The European Union has created a strong Single Market with all the laws and rules that come with it, it has created a common currency and has removed barriers and borders, but we are still far from having created the people’s union our founding fathers had in their mind and in their heart at the end of the Second World War
What is missing is a true sense of ownership and belonging. This missing element in the European construction has opened a vacuum, which populists have easily filled, helped by the growing sense of uncertainty and inequality.
As the newly elected president of the European Economic and Social Committee (EESC), I want to focus on these missing links, which are so badly needed to restore a sense of trust and confidence towards the future. From sustainable development to the promotion of peace, so often taken for granted, to giving young Europeans a voice and last but not least to strengthening the role of culture – giving artists and intellectuals the place they deserve to re-energise the EU.
Culture is the glue that binds our society (or its culture, stupid!)
Culture is a broad topic and I will look at it from different angles, not least to show the importance and influence of culture on societies. Culture in its broadest sense defines our ways of living. It encompasses a society’s customs, traditions and values – a system of rules and habits that guide people’s coexistence and behaviour.
In this sense, culture is the glue that binds a society together. Like glueing – one of the oldest techniques for holding things together, culture has changed and developed over the centuries, but its function has remained the same, namely to keep society together. Today, with extremism increasing unabated, with citizens questioning their common European identity more than ever since 1945 and with solidarity within Europe fading, it is time to firmly place culture and cultural policies at the heart of the European agenda.

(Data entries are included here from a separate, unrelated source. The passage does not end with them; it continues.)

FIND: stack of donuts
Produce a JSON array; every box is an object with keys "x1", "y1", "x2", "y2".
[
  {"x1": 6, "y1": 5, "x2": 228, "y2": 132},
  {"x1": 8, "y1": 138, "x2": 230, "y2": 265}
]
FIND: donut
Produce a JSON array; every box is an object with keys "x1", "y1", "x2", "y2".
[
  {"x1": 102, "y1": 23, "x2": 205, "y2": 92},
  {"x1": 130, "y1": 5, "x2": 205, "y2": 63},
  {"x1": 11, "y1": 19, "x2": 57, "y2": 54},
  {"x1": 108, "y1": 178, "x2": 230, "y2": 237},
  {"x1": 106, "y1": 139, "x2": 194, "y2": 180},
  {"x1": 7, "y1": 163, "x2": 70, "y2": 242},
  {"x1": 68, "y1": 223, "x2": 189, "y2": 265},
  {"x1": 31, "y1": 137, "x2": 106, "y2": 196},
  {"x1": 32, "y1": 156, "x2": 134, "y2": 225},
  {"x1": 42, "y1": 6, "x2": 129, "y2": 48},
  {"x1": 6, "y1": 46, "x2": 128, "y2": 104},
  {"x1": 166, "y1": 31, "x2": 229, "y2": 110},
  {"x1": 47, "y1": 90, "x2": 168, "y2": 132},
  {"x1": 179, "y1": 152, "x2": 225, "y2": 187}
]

One of the main challenges facing Europe is the influx of people from different cultural backgrounds. People have been moving across the continent for many centuries and this mobility has enriched our nations. To ensure that the current migration wave is also a success and enriches both our societies and the new citizens, we need to steer it in the right direction.
Education will be key, particularly learning the language of the host country, since integration is only possible when one speaks the language of the society he/she wishes to join. But we also have to be clear about our values: while we resolutely defend freedom of speech and freedom of religion, we cannot accept their misuse. Demagogy, propaganda and authoritarianism should have no place in our society and nor should religious segregation.
The values of the French revolution – freedom, equality and fraternity lie at the core of Europe – but Europe also stands for tolerance, solidarity and humanity. Unfortunately, these values are not obvious to everyone and people need to be reminded of them and required to comply with them. A move towards an illiberal democracy with restrictions on citizens, however, is the wrong approach. Rather, we need to be much clearer on our values and on what Europe is all about.
We must not forget that one of the main aims of the European Union is to “promote peace, its values and the well-being of its peoples” (Article 3 TEU). The promotion of culture as a pillar of peace and stability must go hand in hand with freedom of artistic expression as a human right and with support for global initiatives that protect artists’ rights. The culture based on the extraordinary richness generated by diversity will inevitably help combat populist tendencies and state-led cultural propaganda, build bridges between peoples, tear down walls that are appearing in ever-greater numbers, repair growing prejudice and open opportunities for closer cooperation and dialogue.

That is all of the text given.